Peer-graded Assignment: Course Project Week 2

The goal of this assignment is to explore the data from a personal activity monitoring device. This device collects data at 5 minute intervals through out the day. The data consists of two months of data from an anonymous individual collected during the months of October and November, 2012 and include the number of steps taken in 5 minute intervals each day.

This assignment consists of the following 5 tasks.

1. Loading and preprocessing the data

It is required that data source file is already in a working directory. I check if the source file is unzipped and if it is not - I unzip it and load the data. Then I delete NA observations, since I do not need it for calculations.

if (!file.exists("activity.csv") ) {
        unzip("activity.zip")
}
raw_data <- read.csv("activity.csv", header = TRUE)
main_data <- na.omit(raw_data)

Then I explore the data with functions ‘str’, ‘head’, ‘tail’, ‘table’ (for each column) in order to get aquianted with it.

2. What is mean total number of steps taken per day?

I calculate the total number of steps taken per day as a data frame with 2 columns: day and sum.

steps_per_day <- aggregate(main_data$steps, by = list(Steps.Date = main_data$date), FUN = "sum")

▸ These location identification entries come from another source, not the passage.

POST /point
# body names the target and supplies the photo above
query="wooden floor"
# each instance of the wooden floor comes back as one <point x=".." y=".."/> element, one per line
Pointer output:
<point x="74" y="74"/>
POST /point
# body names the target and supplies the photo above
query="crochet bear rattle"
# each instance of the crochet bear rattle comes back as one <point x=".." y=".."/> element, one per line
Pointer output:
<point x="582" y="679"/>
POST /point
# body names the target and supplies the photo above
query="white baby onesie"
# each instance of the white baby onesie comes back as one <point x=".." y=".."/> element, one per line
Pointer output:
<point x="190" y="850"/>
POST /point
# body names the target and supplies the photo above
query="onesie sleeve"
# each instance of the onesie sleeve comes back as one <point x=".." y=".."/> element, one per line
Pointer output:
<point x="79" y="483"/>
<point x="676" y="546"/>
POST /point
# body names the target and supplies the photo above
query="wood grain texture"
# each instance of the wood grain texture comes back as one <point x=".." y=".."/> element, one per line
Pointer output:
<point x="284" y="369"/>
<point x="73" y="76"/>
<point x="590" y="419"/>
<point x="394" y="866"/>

Then I make a histogram with the frequency ot total numbers

hist(steps_per_day$x, col = "green", 
     breaks = 20,
     main = "Total number of steps taken each day",
     xlab = "Number of steps per day")

And I calculate the mean and median of the total number of steps

mean_steps <- mean(steps_per_day[,2])
print (mean_steps)

[1] 10766.19

median_steps <- median(steps_per_day[,2])
print (median_steps)

[1] 10765

3. What is the average daily activity pattern?

At first, we can look at the plot of the number of steps taken averaged across all days, along all 5-min intervals

avaraged_day <- aggregate(main_data$steps, 
                          by = list(Interval = main_data$interval), 
                          FUN = "mean")
plot(avaraged_day$Interval, avaraged_day$x, type = "l", 
     main = "Average daily activity pattern", 
     ylab = "Avarage number of steps taken", 
     xlab = "5-min intervals")

Then we define the interval with the maximum number of steps

interval_row <- which.max(avaraged_day$x)
max_interval <- avaraged_day[interval_row,1]
print (max_interval)

[1] 835

4. Imputing missing values

I calculate the total number of NA values in the dataset

NA_number <- length(which(is.na(raw_data$steps)))
print (NA_number)

[1] 2304

For substituting NA values I use simple ‘impute’ function in ‘Hmisc’ package (it is implied that this package is installed). I create a new dataset with the missing data filled in.

library(Hmisc)
raw_data_filled <- raw_data
raw_data_filled$steps <- impute(raw_data$steps, fun=mean)

Then I make histogram with the new frequencies of total number of steps after imputing.

steps_per_day_noNA <- aggregate(raw_data_filled$steps, 
                                by = list(Steps.Date = raw_data_filled$date), 
                                FUN = "sum")
hist(steps_per_day_noNA$x, col = "green", 
     breaks = 20,
     main = "Total number of steps taken each day (filled data)",
     xlab = "Number of steps per day")

And I calculate the new mean and median of the total number of steps after imputing.

mean_steps_noNA <- mean(steps_per_day_noNA[,2])
print (mean_steps_noNA)

[1] 10766.19

median_steps_noNA <- median(steps_per_day_noNA[,2])
print (median_steps_noNA)

[1] 10766.19

As we can see, new figures are almost the same as before filling NA values. The median has changed a bit and became equal to the mean.

5. Are there differences in activity patterns between weekdays and weekends?

To answer this question I need to create a new variable in the dataset indicating whether a given date is a weekday or weekend day (Russian language in code is due to the reason that weekday names are presented in the locale in R).

raw_data_filled$date <- as.Date(raw_data_filled$date)
raw_data_filled$weekday <- weekdays(raw_data_filled$date)
raw_data_filled$day_type <- ifelse(raw_data_filled$weekday=="суббота" |
                                           raw_data_filled$weekday=="воскресенье","Weekend","Weekday")
raw_data_filled$day_type <- factor(raw_data_filled$day_type)

Finally, I plot the number of steps for all 5-min intervals, averaged across weekdays and weekends separately.

day_types_data <- aggregate(steps ~ interval + day_type, data=raw_data_filled, mean)

library(ggplot2)
ggplot(day_types_data, aes(interval, steps)) + 
        geom_line() + 
        facet_grid(day_type ~ .) +
        xlab("5-minute intervals") + 
        ylab("Avarage number of steps taken") +
        ggtitle("Weekdays and weekends activity patterns")

As we can see, the number of steps on weekends higher on average during the day, but the peak in the morning is higher on weekdays.